Guillaume Pietruschi, directeur des investissements de BNP Paribas Banque Privée, le constat est clair. « Alors que les seniors sont prêts à ajouter plus de rigueur financière à leurs investissements si cela leur est suggéré, les jeunes de la génération Z font de la protection de la planète une priorité et nous demandent systématiquement d’orienter les valeurs des entreprises qui s’engagent dans une démarche responsable ». un environnement et une communauté dignes de ce nom ».

Même si, dès le mois d’août, les règles imposent aux intermédiaires financiers de prendre en compte les préférences de leurs clients en matière d’investissements socialement responsables (ISR ou ESG, les deux concepts intégrés), faire les bons choix n’est pas aisé.

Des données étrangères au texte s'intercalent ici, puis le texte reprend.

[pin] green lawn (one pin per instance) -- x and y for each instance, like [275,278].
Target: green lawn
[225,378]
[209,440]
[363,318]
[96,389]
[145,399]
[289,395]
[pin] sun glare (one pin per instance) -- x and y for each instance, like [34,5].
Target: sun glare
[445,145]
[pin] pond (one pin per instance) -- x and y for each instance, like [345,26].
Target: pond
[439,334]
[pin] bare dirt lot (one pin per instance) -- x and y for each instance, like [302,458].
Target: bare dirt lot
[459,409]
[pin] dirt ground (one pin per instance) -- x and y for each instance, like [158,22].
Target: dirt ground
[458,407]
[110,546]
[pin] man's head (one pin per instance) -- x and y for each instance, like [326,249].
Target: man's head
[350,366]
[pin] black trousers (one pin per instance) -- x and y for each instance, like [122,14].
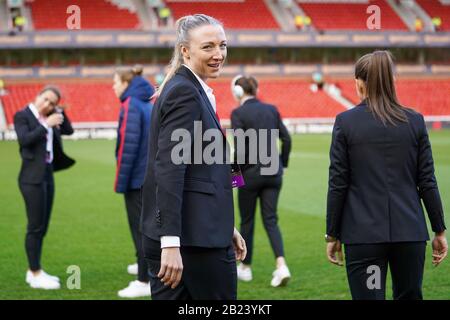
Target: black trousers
[38,203]
[208,273]
[133,204]
[267,189]
[367,266]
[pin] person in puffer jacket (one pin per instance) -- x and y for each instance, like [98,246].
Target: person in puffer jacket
[134,93]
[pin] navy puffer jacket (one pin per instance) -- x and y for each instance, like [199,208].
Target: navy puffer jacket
[132,135]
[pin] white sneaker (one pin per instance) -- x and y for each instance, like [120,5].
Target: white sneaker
[42,282]
[30,274]
[281,277]
[244,273]
[132,269]
[135,289]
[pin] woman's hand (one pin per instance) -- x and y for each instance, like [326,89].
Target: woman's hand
[239,245]
[171,267]
[440,248]
[333,248]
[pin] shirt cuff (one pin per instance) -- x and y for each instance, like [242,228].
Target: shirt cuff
[170,241]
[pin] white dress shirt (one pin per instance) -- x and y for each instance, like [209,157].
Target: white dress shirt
[174,241]
[49,146]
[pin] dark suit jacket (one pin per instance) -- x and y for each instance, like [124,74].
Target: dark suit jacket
[191,201]
[378,174]
[253,114]
[32,141]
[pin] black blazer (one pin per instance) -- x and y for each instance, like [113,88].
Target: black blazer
[32,141]
[191,201]
[378,174]
[253,114]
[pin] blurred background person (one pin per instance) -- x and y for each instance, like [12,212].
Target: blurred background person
[253,114]
[381,165]
[39,127]
[134,93]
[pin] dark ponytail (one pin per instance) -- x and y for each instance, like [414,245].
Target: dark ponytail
[376,71]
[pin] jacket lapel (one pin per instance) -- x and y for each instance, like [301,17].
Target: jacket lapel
[187,73]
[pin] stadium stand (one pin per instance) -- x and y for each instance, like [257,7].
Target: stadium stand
[435,8]
[87,101]
[96,14]
[248,14]
[350,16]
[94,101]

Un jeune soucieux de donner un sens à son épargne est immédiatement plongé dans une forêt commune où le sésame « responsable » et « permanent » porte facilement à confusion. Et s’il s’appuie sur les réseaux sociaux, il s’expose à un grand risque de fraude, notamment en matière d’investissements « verts » (éolien, solaire, hydrogène, etc.).

« Tout le problème est d’éviter le ‘greenwashing' », confirme Guillaume Pietruschi qui explique que sa banque a développé, en s’appuyant sur une ingénierie financière complémentaire en interne, « son propre modèle allant de 1 à 10 points pour mesurer l’impact de l’objectif d’investissement ». « . Cependant, deux voies d’héritage s’ouvrent au néophyte bien décidé à se lancer dans cette terre pleine de trous.

1. L’assurance-vie

Faciles d’accès, les contrats multi-sponsorisés permettent, au sein de la structure de la protection fiscale, de jouer la carte de la diversification financière « durable » en choisissant l’un des supports marqués par l’unité (5% à 10% des actifs investis Les obligations émises par des entreprises d’utilité sociale fondées sur la solidarité, Esus), ISR ou Greenfin (prenant en compte les objectifs carbone mondiaux) que les assureurs doivent payer depuis 2020.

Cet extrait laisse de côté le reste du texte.